What does it take to craft a great product? For those of us who design and build apps, websites and software, a great product means one that delights its users. But digital product development is a complex beast.
In art, literature and music, the word “motif” is often used to describe a salient, recurring element that has symbolic significance. Across artistic media, a motif is a small atomic unit that inspires everything else. In paintings, the motif could be a color, mood or message to be communicated. In music, a motif could be a set of notes, a melody or a rhythm. The great compositions and symphonies of the 19th and 20th centuries are masterpieces in which every note connected back to the motif.
A Motif Is Fundamental To Product Quality
In 1937, during the Spanish Civil War, Italian and German forces devastated Guernica, a small defenceless Spanish town.
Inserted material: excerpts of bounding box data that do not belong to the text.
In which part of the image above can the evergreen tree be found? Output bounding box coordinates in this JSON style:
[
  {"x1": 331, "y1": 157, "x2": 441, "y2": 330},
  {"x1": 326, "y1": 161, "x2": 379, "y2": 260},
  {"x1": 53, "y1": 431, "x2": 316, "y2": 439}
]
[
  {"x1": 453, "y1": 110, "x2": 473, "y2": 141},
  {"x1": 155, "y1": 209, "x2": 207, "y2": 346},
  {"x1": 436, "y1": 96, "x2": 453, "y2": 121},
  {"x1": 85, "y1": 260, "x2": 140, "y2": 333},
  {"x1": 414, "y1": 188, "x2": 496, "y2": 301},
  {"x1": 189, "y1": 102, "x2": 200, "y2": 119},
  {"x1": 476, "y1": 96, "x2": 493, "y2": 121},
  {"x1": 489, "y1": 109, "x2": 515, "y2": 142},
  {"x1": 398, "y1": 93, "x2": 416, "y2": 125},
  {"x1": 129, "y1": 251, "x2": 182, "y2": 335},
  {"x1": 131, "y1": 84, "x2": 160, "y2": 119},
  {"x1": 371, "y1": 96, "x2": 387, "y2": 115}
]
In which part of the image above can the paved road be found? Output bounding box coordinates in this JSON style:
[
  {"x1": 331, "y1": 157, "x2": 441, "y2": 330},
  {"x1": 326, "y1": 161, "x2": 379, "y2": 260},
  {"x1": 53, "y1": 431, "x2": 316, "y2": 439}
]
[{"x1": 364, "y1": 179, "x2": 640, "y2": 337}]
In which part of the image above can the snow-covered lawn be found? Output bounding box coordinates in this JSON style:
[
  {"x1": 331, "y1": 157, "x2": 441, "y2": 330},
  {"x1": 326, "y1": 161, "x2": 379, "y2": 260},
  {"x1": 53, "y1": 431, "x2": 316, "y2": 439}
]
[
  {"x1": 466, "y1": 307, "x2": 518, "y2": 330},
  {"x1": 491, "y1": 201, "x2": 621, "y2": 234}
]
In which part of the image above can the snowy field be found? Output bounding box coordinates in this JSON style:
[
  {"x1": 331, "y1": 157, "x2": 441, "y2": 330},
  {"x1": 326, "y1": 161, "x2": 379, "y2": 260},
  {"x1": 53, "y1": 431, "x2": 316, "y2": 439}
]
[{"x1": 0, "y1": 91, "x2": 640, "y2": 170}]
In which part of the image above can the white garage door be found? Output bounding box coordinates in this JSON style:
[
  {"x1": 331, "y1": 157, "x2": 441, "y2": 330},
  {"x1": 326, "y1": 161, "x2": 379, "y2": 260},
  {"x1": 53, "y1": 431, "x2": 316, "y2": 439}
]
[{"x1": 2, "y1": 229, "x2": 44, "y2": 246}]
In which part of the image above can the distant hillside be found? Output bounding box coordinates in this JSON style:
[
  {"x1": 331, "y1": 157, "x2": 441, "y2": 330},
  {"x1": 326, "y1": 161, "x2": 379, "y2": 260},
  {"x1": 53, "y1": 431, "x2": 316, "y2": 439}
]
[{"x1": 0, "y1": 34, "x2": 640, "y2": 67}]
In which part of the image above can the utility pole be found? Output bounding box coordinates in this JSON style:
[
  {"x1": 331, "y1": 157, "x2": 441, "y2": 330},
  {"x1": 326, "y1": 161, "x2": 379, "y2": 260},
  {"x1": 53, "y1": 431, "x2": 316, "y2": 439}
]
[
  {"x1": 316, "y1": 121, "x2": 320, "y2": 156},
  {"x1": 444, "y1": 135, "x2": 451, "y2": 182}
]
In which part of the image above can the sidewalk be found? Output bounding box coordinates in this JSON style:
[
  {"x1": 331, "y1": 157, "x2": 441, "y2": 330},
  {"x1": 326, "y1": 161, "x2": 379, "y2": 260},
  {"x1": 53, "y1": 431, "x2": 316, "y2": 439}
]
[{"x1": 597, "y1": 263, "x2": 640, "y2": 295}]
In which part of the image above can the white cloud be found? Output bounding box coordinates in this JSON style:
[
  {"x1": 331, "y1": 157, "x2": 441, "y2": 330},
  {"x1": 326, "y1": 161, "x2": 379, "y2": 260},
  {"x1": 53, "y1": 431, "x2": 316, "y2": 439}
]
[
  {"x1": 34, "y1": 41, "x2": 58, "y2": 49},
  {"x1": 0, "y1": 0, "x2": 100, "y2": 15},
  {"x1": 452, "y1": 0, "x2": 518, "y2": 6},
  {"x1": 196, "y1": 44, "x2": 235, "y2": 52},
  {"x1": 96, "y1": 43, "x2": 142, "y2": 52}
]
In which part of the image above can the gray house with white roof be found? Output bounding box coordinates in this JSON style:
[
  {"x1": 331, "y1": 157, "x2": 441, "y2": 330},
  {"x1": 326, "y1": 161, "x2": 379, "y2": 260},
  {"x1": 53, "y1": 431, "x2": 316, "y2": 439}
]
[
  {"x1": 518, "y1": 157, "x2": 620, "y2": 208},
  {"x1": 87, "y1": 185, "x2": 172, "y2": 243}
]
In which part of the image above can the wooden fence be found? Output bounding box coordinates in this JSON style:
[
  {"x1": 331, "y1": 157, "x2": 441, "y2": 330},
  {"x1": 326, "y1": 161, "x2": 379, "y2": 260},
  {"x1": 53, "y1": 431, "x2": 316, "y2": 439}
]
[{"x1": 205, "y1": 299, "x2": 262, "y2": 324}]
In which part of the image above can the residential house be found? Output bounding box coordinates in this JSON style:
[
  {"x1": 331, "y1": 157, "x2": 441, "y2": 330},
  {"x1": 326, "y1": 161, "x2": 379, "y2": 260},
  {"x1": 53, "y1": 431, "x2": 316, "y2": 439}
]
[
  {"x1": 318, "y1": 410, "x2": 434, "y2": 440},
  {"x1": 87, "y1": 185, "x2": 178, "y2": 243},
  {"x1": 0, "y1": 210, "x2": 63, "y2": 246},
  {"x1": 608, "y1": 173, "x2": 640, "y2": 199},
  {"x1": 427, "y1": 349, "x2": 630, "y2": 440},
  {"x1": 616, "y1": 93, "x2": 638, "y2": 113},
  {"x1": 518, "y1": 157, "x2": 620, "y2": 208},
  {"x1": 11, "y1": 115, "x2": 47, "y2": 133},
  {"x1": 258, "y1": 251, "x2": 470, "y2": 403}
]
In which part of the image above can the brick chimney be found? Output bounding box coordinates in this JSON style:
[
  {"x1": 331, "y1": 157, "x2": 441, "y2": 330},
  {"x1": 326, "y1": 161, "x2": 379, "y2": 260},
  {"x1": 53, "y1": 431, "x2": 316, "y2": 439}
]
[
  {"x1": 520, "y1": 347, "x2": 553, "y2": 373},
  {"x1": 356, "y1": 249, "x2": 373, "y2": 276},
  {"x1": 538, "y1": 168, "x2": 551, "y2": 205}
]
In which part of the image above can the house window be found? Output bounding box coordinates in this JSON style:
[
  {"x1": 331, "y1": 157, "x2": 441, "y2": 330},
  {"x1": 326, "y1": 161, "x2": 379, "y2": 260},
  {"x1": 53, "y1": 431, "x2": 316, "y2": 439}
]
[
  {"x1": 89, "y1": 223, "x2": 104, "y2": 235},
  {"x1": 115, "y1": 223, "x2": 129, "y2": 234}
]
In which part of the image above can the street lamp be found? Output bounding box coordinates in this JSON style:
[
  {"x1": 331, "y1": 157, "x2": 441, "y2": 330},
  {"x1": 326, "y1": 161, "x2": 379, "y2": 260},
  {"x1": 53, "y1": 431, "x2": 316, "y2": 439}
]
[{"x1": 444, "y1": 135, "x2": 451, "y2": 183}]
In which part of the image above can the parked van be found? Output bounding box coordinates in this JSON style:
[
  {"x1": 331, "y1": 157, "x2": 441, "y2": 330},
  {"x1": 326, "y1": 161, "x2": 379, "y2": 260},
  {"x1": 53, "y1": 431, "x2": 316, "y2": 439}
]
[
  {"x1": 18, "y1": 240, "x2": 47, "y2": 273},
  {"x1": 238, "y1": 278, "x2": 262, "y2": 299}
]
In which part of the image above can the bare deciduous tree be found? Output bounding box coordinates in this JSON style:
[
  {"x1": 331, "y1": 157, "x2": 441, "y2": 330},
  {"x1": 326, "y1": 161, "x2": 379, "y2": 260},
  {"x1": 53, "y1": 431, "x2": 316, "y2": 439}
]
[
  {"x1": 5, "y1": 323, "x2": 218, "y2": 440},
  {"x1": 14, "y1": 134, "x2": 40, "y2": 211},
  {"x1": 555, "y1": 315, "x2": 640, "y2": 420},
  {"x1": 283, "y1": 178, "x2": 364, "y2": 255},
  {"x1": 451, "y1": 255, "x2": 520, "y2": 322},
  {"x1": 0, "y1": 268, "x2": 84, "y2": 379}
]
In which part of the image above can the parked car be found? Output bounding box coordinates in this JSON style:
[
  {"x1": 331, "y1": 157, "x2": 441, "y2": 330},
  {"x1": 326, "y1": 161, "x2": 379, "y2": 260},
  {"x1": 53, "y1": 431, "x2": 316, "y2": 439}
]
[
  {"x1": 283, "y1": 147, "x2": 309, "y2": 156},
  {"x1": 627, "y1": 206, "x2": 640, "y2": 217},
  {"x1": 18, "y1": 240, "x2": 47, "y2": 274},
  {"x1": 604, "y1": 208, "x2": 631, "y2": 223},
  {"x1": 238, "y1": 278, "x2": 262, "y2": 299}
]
The bombing shocked and inspired many artists, including Pablo Picasso, who later painted a mural named after the desecrated village. The motif of Picasso’s work is the tragedy of war, and from a singular anti-war sentiment came a painting you could look at for hours because of its complexity — layers of symbolism, hidden images, bodies, animals and fire, all frozen in form on a massive canvas.
Similarly, Beethoven’s Fifth Symphony is a classic example of the whole stemming from a single unit. The very first four notes of the symphony — three short, one long — are the genetic material from which the other thousands of notes stem. This motif is then transposed and transformed continuously through all four movements of the symphony. You can see this transformation in a visualization of the first movement, and follow how the motif gives the music a sense of unity and inevitability.